NAVER LABS Europe seminars are open to the public. This seminar is virtual and requires registration
Date: 8th March 2022, 10:00 am (GMT +1)
Abstract: Probabilistic text generators have been used to produce fake scientific papers for more than a decade. Now more complex AI-powered generation techniques produce texts indistinguishable from that of humans and the generation of scientific texts starting from a few keywords used as input has been documented. Our study introduces the concept of tortured phrases: unexpected weird phrases in lieu of established ones, such as ‘counterfeit consciousness’ instead of ‘artificial intelligence.’ Hypothesising the use of advanced language models we ran a detector on the abstracts of recent articles and on several control sets.
About the Speakers: Cyril Labbé received a PhD in computer science and a MS in applied mathematics from University of Grenoble. He is a tenured associate professor in computer science since 2001 and at the head of the Information Systems research team (Sigma-team) at the Grenoble Informatics Laboratory, France. His research interests include large scale data management and text analysis. His work on text-mining and automatic detection of bogus scientific paper, has led to retractions or withdrawals several hundreds of computer science and bio-medical publications. He created the “SCIgen detection” and “Seek&Blastn” softwares, participated to the “Problematic Paper Screener” website and did also create Ike Antkare, a fictitious scientist, that had once (dixit Google Scholar) an astonishing h-index.

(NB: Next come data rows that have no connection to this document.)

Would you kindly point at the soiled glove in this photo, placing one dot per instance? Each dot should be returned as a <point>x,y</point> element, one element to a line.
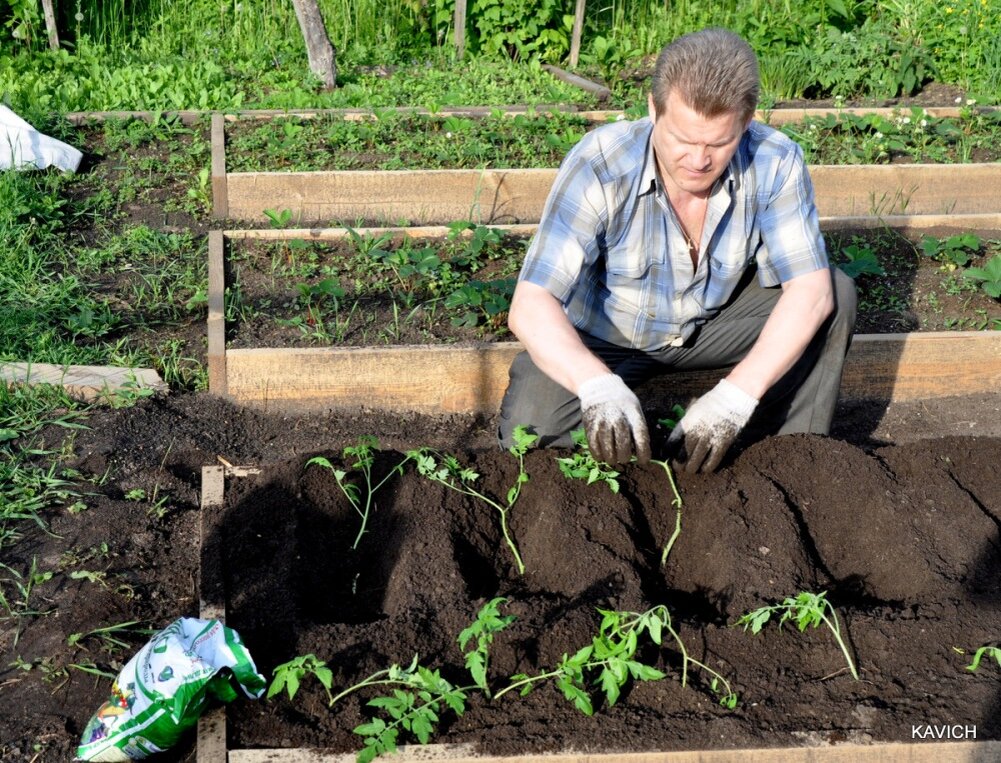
<point>613,421</point>
<point>711,426</point>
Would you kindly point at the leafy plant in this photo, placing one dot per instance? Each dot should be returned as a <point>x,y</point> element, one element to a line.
<point>278,218</point>
<point>985,651</point>
<point>860,260</point>
<point>583,466</point>
<point>488,622</point>
<point>363,454</point>
<point>954,251</point>
<point>805,609</point>
<point>289,675</point>
<point>446,471</point>
<point>610,662</point>
<point>989,276</point>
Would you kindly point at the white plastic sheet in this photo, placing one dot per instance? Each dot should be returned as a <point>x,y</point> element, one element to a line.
<point>24,147</point>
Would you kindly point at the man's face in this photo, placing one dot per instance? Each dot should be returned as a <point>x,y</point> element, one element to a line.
<point>693,150</point>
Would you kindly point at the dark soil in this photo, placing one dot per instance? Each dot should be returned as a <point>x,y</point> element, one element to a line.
<point>896,516</point>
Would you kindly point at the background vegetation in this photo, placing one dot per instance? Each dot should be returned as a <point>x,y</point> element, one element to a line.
<point>156,54</point>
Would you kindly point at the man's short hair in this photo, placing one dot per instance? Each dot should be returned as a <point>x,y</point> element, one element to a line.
<point>713,70</point>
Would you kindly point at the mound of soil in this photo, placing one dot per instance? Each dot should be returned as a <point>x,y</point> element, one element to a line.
<point>895,516</point>
<point>904,540</point>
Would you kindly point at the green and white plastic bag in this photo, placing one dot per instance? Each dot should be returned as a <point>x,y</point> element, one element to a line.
<point>165,687</point>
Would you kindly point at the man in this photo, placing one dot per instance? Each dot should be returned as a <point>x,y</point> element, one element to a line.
<point>686,240</point>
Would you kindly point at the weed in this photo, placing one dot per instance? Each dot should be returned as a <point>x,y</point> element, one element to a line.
<point>363,453</point>
<point>860,260</point>
<point>986,651</point>
<point>446,471</point>
<point>953,252</point>
<point>988,276</point>
<point>583,466</point>
<point>289,675</point>
<point>805,609</point>
<point>610,661</point>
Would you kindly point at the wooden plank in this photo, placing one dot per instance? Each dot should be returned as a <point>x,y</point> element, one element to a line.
<point>450,378</point>
<point>906,366</point>
<point>518,195</point>
<point>917,752</point>
<point>210,746</point>
<point>216,328</point>
<point>882,189</point>
<point>905,223</point>
<point>85,383</point>
<point>220,189</point>
<point>431,196</point>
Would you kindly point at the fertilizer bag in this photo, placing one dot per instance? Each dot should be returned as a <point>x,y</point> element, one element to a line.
<point>166,686</point>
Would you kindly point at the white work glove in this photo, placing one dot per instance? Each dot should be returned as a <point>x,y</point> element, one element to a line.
<point>613,421</point>
<point>711,425</point>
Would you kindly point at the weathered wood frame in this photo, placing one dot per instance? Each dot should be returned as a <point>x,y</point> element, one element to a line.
<point>519,195</point>
<point>471,377</point>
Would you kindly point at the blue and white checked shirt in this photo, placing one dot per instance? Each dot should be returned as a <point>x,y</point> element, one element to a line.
<point>609,246</point>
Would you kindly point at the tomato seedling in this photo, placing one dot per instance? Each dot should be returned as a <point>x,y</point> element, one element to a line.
<point>363,454</point>
<point>446,470</point>
<point>805,609</point>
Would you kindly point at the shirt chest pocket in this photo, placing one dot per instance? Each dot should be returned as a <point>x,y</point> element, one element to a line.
<point>629,280</point>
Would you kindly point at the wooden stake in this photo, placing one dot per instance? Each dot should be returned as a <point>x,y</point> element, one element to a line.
<point>575,38</point>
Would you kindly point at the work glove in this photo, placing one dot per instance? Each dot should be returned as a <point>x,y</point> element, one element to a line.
<point>711,425</point>
<point>613,421</point>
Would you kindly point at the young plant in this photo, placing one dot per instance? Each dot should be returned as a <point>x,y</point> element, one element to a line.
<point>419,694</point>
<point>805,609</point>
<point>954,251</point>
<point>989,276</point>
<point>363,453</point>
<point>860,260</point>
<point>677,503</point>
<point>488,622</point>
<point>583,466</point>
<point>610,661</point>
<point>446,470</point>
<point>989,651</point>
<point>289,675</point>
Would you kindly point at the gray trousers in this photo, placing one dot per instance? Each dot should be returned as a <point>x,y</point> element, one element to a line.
<point>804,400</point>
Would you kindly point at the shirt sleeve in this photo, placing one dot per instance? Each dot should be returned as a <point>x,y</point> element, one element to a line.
<point>572,226</point>
<point>793,244</point>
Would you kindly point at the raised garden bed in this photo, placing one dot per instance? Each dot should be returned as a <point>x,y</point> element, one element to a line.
<point>471,376</point>
<point>772,523</point>
<point>506,192</point>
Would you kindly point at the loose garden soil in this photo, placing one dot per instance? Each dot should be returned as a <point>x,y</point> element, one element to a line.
<point>896,515</point>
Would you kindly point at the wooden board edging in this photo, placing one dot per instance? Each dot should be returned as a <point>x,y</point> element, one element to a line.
<point>917,752</point>
<point>472,377</point>
<point>905,223</point>
<point>518,195</point>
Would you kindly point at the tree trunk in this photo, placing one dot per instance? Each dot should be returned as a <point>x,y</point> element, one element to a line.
<point>50,24</point>
<point>322,56</point>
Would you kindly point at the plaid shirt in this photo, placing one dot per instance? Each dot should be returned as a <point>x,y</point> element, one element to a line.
<point>610,248</point>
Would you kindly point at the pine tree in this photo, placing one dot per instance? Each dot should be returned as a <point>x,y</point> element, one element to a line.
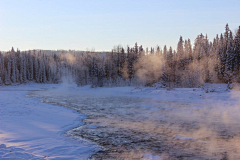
<point>237,52</point>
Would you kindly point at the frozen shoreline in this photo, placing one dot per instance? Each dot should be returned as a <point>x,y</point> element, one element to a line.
<point>30,129</point>
<point>200,123</point>
<point>152,123</point>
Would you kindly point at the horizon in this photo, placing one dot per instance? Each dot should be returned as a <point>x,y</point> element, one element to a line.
<point>99,26</point>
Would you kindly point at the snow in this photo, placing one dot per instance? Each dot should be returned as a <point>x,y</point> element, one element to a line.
<point>30,129</point>
<point>204,117</point>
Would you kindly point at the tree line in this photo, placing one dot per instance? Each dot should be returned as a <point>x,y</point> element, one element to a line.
<point>190,65</point>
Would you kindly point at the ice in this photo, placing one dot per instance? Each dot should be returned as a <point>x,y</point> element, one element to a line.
<point>30,129</point>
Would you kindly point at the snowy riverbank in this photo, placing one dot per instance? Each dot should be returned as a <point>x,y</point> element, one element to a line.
<point>127,122</point>
<point>30,129</point>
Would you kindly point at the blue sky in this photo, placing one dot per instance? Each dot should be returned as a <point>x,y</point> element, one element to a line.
<point>101,24</point>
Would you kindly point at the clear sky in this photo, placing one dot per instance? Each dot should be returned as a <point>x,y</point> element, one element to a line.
<point>101,24</point>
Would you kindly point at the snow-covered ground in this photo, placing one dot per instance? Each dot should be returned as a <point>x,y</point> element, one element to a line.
<point>128,122</point>
<point>30,129</point>
<point>200,123</point>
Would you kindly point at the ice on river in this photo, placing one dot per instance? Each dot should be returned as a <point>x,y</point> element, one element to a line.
<point>30,129</point>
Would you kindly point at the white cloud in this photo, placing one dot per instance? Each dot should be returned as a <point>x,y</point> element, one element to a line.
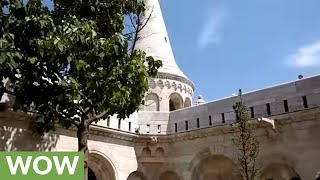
<point>306,56</point>
<point>210,30</point>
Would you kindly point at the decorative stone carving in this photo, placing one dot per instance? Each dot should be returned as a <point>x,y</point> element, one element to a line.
<point>154,139</point>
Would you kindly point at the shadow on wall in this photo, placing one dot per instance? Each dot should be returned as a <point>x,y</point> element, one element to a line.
<point>20,139</point>
<point>152,158</point>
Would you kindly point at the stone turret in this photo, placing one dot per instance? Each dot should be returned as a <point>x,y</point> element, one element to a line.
<point>171,89</point>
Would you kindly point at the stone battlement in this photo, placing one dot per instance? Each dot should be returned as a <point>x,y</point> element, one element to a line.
<point>290,97</point>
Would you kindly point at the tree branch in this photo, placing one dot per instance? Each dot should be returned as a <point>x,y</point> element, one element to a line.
<point>94,118</point>
<point>75,123</point>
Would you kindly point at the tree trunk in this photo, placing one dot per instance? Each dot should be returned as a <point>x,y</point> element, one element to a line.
<point>83,134</point>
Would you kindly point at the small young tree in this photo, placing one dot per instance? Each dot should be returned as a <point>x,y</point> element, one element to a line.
<point>247,144</point>
<point>71,65</point>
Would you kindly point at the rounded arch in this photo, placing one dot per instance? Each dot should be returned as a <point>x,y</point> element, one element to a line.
<point>136,175</point>
<point>101,167</point>
<point>146,152</point>
<point>159,152</point>
<point>152,102</point>
<point>278,171</point>
<point>216,167</point>
<point>187,102</point>
<point>175,101</point>
<point>169,175</point>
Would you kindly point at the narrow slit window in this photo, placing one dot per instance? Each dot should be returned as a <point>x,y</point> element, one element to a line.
<point>251,112</point>
<point>187,125</point>
<point>198,123</point>
<point>119,124</point>
<point>148,128</point>
<point>175,127</point>
<point>305,102</point>
<point>108,121</point>
<point>285,104</point>
<point>223,118</point>
<point>268,109</point>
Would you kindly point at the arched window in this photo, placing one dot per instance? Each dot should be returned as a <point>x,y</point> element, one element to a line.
<point>159,152</point>
<point>146,152</point>
<point>187,102</point>
<point>175,102</point>
<point>152,102</point>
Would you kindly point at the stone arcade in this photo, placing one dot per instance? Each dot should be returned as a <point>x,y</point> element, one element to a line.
<point>169,139</point>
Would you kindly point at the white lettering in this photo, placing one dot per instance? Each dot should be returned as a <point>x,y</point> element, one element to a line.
<point>66,162</point>
<point>36,165</point>
<point>19,162</point>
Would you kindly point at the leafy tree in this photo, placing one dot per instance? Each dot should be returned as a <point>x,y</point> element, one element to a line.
<point>72,65</point>
<point>247,144</point>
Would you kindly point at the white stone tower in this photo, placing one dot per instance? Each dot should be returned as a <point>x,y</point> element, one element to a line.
<point>171,89</point>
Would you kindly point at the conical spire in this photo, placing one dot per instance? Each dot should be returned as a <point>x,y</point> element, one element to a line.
<point>154,39</point>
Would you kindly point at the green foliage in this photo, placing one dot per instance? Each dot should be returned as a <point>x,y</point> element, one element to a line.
<point>71,65</point>
<point>247,144</point>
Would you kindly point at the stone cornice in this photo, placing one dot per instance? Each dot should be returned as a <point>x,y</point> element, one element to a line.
<point>162,75</point>
<point>281,120</point>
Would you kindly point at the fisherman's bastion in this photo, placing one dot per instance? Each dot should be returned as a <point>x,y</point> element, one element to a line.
<point>171,138</point>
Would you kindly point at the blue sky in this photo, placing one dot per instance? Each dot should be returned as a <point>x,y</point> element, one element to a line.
<point>226,45</point>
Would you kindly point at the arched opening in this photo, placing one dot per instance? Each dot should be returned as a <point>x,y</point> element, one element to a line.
<point>175,102</point>
<point>136,175</point>
<point>159,152</point>
<point>152,102</point>
<point>146,152</point>
<point>187,102</point>
<point>169,175</point>
<point>278,171</point>
<point>216,167</point>
<point>91,175</point>
<point>100,168</point>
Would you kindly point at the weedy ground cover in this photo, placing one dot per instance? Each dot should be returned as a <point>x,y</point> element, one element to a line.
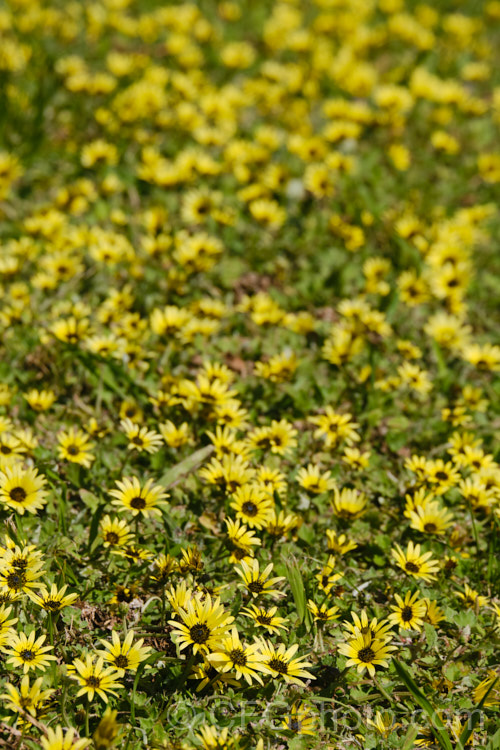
<point>249,393</point>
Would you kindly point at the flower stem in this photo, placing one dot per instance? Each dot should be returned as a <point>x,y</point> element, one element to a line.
<point>186,671</point>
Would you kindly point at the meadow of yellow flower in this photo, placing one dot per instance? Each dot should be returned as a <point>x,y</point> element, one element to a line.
<point>249,391</point>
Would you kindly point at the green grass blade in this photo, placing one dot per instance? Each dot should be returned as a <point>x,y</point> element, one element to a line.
<point>297,585</point>
<point>469,727</point>
<point>173,475</point>
<point>437,726</point>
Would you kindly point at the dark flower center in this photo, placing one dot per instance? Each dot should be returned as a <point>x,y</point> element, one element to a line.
<point>27,655</point>
<point>406,614</point>
<point>278,665</point>
<point>124,595</point>
<point>412,567</point>
<point>255,587</point>
<point>16,580</point>
<point>366,655</point>
<point>264,619</point>
<point>199,633</point>
<point>138,503</point>
<point>53,604</point>
<point>238,657</point>
<point>18,494</point>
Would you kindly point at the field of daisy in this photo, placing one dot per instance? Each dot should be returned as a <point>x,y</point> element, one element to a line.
<point>249,374</point>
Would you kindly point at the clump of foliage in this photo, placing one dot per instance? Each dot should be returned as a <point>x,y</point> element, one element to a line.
<point>249,394</point>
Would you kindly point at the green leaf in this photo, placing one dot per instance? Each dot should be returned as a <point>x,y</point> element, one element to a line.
<point>494,742</point>
<point>430,634</point>
<point>437,726</point>
<point>94,526</point>
<point>297,585</point>
<point>172,476</point>
<point>473,720</point>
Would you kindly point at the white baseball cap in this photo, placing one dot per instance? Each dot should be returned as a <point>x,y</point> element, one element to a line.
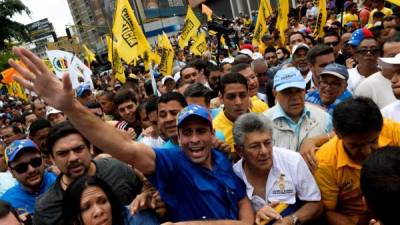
<point>165,78</point>
<point>51,110</point>
<point>299,46</point>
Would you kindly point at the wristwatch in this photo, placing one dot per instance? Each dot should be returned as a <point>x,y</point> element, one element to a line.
<point>295,219</point>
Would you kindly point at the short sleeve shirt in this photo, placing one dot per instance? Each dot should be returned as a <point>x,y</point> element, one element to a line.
<point>193,192</point>
<point>392,111</point>
<point>288,179</point>
<point>24,201</point>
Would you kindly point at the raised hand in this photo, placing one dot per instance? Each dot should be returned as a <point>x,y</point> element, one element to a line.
<point>42,81</point>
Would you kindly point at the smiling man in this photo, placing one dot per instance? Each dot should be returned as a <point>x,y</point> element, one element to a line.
<point>70,152</point>
<point>214,192</point>
<point>274,175</point>
<point>236,100</point>
<point>332,87</point>
<point>26,164</point>
<point>126,104</point>
<point>257,99</point>
<point>169,105</point>
<point>360,131</point>
<point>293,119</point>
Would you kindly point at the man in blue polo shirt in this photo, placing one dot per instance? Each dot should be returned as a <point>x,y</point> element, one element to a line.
<point>195,181</point>
<point>27,166</point>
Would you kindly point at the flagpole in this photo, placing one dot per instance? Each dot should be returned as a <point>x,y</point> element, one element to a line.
<point>140,17</point>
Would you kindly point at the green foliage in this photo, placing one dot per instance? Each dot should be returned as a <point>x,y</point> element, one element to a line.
<point>11,30</point>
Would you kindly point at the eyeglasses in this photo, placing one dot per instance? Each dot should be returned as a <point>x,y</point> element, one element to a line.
<point>325,84</point>
<point>333,44</point>
<point>373,51</point>
<point>23,167</point>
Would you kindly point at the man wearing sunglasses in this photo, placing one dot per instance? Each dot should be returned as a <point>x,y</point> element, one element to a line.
<point>332,39</point>
<point>378,86</point>
<point>360,40</point>
<point>26,164</point>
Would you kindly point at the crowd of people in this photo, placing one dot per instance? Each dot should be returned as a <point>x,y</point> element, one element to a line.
<point>301,132</point>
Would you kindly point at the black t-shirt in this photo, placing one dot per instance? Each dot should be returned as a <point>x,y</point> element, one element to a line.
<point>119,176</point>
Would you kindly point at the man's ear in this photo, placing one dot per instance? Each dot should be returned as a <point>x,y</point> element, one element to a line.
<point>338,135</point>
<point>239,150</point>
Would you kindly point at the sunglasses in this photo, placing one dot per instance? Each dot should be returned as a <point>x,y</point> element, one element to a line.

Guillaume Cabanac is an Associate Professor of Computer Science at the University of Toulouse, France. He holds a PhD (2008) and a habilitation degree (2016) from the University of Toulouse. His interdisciplinary research on the quantitative study of science is at the crossroads between Information Retrieval, Digital Libraries, and Scientometrics. He serves on the editorial boards of Scientometrics and the Journal of the Association for Information Science and Technology (JASIST). His current work on the Problematic Paper Screener contributes to the identification and reporting of algorithmically generated and fraudulent papers published—often sold—by academic publishers. Cabanac was nicknamed ‘Deception sleuth’ in the Nature’s 10 listicle of ‘ten people who helped shape science in 2021.’